Background: The high burden of chronic kidney disease in First Nations peoples requires urgent attention. Empowering people to self-manage their own condition is key, along with promotion of traditional knowledge and empowerment of First Nations communities. This study explores the potential of a culturally responsive tool, already found to have high acceptability and feasibility among First Nations people, to support self-management for First Nations people with kidney failure. The Stay Strong app is a holistic wellbeing intervention. This study explores the suitability of the Stay Strong app to support self-management as shown by the readiness of participants to engage in goal setting. Data were collected during a clinical trial which followed adaption of research tools and procedures through collaboration between content and language experts, and community members with lived experience of kidney failure.
Methods: First Nations (i.e., Aboriginal and Torres Strait Islander) participants receiving haemodialysis in the Northern Territory (n = 156) entered a three-arm, waitlist, single-blind randomised controlled trial which provided collaborative goal setting using the Stay Strong app at baseline or at 3 months. Qualitative data gathered during delivery of the intervention were examined using both content and thematic analysis.
Results: Almost all participants (147, 94%) received a Stay Strong session: of these, 135 (92%) attended at least two sessions, and 83 (56%) set more than one wellbeing goal. Using a deductive approach to manifest content, 13 categories of goals were identified. The three most common were to: ‘connect with family or other people’, ‘go bush/be outdoors’ and ‘go home/be on country’. Analysis of latent content identified three themes throughout the goals: ‘social and emotional wellbeing’, ‘physical health’ and ‘cultural connection’.
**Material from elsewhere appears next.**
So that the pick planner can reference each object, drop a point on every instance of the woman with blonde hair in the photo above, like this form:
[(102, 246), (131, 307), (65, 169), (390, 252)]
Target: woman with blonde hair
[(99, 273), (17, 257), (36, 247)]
Conclusion: This study provides evidence of the suitability of the Stay Strong app for use as a chronic condition self-management tool. Participants set goals that addressed physical as well as social and emotional wellbeing needs, prioritising family, country, and cultural identity. The intervention aligns directly with self-management approaches that are holistic and prioritise individual empowerment. Implementation of self-management strategies into routine care remains a key challenge and further research is needed to establish drivers of success.